USDA keeps India 2016-17 soymeal exports at 14 lakh tonnes, unchanged over May report. For 2016-17, USDA estimated India domestic soybean meal consumption at 51.50 lakh tonnes against May forecast of 52 lakh tonnes.

Soybean meal production in 2016-17 likely at 71.20 lakh tones unchanged from May report and sharply up from 46.40 lakh tonnes in 2015-16.

The competitiveness of Indian soymeal in the world market has deteriorated pronouncedly in recent weeks. The premium of Indian export prices versus Argentine origin widened to USD 30-35 per tonne from 20-25 compared to month ago so most of the market participant are expecting that India will receive less export orders in coming days.

SOYOIL

A bullish trend followed in refined soy oil in benchmark Indore market of Madhya Pradesh on account of improving demand at lower price. Soy oil at benchmark Indore market gained by Rs 10 to trade at Rs 627/10kg. Refined soy oil prices will also get support in near-term as rival mustard oil Kacchi Ghani is trading at a premium of Rs 8/Kg versus soy oil.

Soy oil prices prices were higher by USD 9 to trade at 799 per tonne in dollar terms (CNF) at Kandla port and also gained by Rs 2 to trade at Rs 577/10kg.

Wholesale traders are buying soy oil and adding stock to their inventory as they are anticipating that demand is likely to increase in monsoon season. Also, the price gap between palm oil and soy oil is less leading to a shift in the consumers preference to soy oil as it is considered as premium oil than palm oil.

Import of soy oil is still expensive keeping the imports on need basis and if the disparity in importing soy oil continues for long time then we may see supply getting tight in spot market providing support to prices.
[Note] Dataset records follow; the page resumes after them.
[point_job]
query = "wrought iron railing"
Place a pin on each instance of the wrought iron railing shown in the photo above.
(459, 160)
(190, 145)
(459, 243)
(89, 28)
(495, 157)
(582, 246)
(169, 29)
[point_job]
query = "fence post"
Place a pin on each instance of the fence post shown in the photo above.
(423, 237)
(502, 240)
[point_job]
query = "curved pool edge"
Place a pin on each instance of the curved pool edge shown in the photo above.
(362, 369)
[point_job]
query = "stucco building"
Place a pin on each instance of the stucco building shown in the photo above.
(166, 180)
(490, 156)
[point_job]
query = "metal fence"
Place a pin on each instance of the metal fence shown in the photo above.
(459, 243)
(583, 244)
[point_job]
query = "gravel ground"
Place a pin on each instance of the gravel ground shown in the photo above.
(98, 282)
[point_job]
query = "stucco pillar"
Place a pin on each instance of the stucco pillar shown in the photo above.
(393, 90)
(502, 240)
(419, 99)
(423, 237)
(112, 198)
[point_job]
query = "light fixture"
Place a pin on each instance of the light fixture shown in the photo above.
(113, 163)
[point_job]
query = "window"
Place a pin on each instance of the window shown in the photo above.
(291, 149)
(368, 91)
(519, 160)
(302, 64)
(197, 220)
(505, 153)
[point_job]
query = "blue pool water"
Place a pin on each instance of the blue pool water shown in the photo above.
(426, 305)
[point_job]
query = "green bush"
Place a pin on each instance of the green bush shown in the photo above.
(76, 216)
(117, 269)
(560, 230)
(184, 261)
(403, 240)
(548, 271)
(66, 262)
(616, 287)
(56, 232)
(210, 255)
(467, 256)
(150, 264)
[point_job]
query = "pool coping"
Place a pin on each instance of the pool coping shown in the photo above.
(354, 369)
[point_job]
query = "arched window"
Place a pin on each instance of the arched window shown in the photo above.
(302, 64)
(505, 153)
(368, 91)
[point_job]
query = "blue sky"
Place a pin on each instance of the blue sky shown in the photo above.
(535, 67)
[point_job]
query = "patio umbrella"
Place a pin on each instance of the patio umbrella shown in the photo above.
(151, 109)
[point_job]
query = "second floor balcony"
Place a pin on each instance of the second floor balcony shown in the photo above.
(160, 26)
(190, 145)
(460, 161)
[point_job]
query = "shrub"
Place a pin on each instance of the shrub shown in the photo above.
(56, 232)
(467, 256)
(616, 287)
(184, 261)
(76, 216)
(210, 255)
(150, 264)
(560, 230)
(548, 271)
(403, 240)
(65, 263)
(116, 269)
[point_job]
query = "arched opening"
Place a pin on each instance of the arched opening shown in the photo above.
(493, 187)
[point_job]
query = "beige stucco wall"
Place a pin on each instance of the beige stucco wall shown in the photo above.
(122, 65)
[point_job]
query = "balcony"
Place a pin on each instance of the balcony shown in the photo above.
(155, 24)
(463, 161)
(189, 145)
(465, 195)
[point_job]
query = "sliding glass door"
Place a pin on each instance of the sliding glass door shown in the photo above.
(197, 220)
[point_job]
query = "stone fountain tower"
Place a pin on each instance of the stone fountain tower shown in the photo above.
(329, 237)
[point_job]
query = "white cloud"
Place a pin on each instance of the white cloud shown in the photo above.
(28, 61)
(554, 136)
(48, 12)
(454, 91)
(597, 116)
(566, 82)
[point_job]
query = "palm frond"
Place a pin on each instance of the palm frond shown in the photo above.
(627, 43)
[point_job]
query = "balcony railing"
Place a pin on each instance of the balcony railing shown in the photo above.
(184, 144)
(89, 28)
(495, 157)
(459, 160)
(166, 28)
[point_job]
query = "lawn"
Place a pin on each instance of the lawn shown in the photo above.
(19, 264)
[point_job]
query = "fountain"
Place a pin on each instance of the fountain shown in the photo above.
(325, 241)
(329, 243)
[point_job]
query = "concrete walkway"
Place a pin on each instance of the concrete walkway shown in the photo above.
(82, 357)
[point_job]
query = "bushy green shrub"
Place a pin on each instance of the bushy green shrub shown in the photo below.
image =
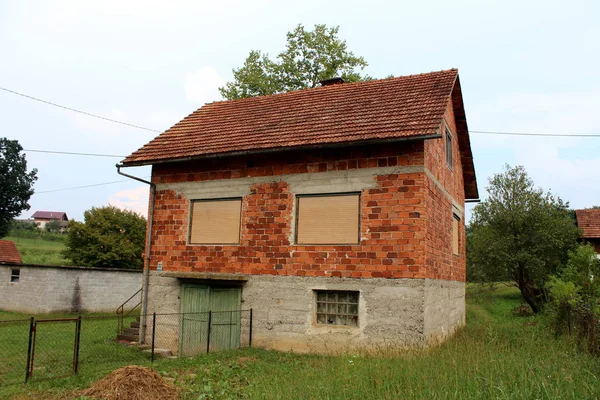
(575, 295)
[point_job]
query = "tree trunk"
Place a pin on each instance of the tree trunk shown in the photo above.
(528, 291)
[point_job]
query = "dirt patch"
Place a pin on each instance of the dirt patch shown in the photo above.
(132, 383)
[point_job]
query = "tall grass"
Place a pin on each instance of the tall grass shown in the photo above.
(497, 356)
(40, 250)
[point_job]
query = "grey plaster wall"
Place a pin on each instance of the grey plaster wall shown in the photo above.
(444, 309)
(392, 312)
(43, 289)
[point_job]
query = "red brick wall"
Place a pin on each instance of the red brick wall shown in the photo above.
(394, 220)
(440, 260)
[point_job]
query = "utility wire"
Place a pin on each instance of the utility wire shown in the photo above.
(537, 134)
(86, 186)
(74, 153)
(79, 111)
(154, 130)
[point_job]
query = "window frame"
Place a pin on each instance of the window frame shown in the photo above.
(15, 277)
(297, 217)
(449, 140)
(347, 315)
(191, 220)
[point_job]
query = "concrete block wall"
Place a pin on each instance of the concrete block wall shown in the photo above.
(392, 312)
(44, 289)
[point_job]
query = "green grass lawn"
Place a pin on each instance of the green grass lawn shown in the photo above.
(40, 251)
(497, 356)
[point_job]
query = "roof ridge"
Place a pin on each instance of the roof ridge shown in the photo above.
(329, 87)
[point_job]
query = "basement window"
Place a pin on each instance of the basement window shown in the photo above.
(328, 219)
(449, 160)
(335, 307)
(15, 274)
(215, 221)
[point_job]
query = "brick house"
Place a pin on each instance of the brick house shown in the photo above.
(335, 213)
(41, 218)
(588, 220)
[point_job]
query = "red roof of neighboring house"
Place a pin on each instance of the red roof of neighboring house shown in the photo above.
(589, 221)
(9, 253)
(50, 215)
(349, 113)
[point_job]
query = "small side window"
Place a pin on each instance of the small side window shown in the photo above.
(449, 160)
(455, 234)
(15, 274)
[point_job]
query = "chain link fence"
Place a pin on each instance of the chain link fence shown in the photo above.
(37, 349)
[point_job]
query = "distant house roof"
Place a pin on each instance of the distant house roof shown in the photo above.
(341, 114)
(9, 253)
(588, 220)
(59, 215)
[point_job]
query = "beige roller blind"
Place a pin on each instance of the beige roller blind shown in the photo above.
(328, 219)
(455, 234)
(215, 222)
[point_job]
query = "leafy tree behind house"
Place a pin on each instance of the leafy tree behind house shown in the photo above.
(309, 57)
(16, 184)
(108, 238)
(520, 234)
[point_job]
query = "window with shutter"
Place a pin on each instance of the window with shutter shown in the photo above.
(328, 219)
(215, 221)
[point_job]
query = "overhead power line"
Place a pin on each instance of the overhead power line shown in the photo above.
(86, 186)
(157, 131)
(538, 134)
(79, 111)
(72, 153)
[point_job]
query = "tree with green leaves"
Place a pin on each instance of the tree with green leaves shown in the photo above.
(521, 234)
(309, 57)
(108, 238)
(16, 184)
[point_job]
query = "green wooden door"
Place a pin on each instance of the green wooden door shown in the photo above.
(196, 301)
(193, 330)
(225, 327)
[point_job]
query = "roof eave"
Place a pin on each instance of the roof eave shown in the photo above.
(466, 155)
(435, 135)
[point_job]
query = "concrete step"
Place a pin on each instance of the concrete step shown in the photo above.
(131, 331)
(128, 338)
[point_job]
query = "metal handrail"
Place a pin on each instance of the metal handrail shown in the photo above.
(121, 312)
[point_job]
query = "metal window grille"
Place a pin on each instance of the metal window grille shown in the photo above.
(337, 307)
(15, 274)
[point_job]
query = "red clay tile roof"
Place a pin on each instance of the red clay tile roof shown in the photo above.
(9, 253)
(403, 107)
(50, 215)
(589, 221)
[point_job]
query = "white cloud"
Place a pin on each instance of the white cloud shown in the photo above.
(132, 200)
(202, 86)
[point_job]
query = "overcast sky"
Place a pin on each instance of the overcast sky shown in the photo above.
(525, 66)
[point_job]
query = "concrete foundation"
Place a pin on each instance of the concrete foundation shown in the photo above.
(392, 312)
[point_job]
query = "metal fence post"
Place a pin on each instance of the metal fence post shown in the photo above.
(31, 327)
(153, 334)
(209, 329)
(77, 343)
(250, 339)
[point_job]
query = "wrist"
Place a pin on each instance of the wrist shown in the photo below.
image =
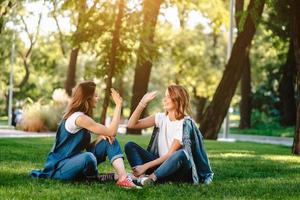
(143, 104)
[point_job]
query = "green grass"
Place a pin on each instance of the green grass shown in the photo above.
(242, 171)
(267, 131)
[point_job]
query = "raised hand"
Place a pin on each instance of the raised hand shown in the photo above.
(116, 97)
(148, 97)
In futures market, soy oil most active July contract on the National Commodity & Derivatives Exchange Ltd (NCDEX) ends up by 2.42 percent at Rs 634/10kg.

NEXT WEEK:

Soybeans in the Local markets is likely to trade steady or with a bullish bias due to the ongoing farmers strike keeping the supplies tight which may lift the prices marginally. There could be some panic buying as well by the crushers if this strike continues. Drop in the Soymeal prices may attract some buyers in the Asian region, along with some poultry industry buying setting in to support. Soy oil may trade strong with the seasonal demand setting for the ongoing Ramadan festival.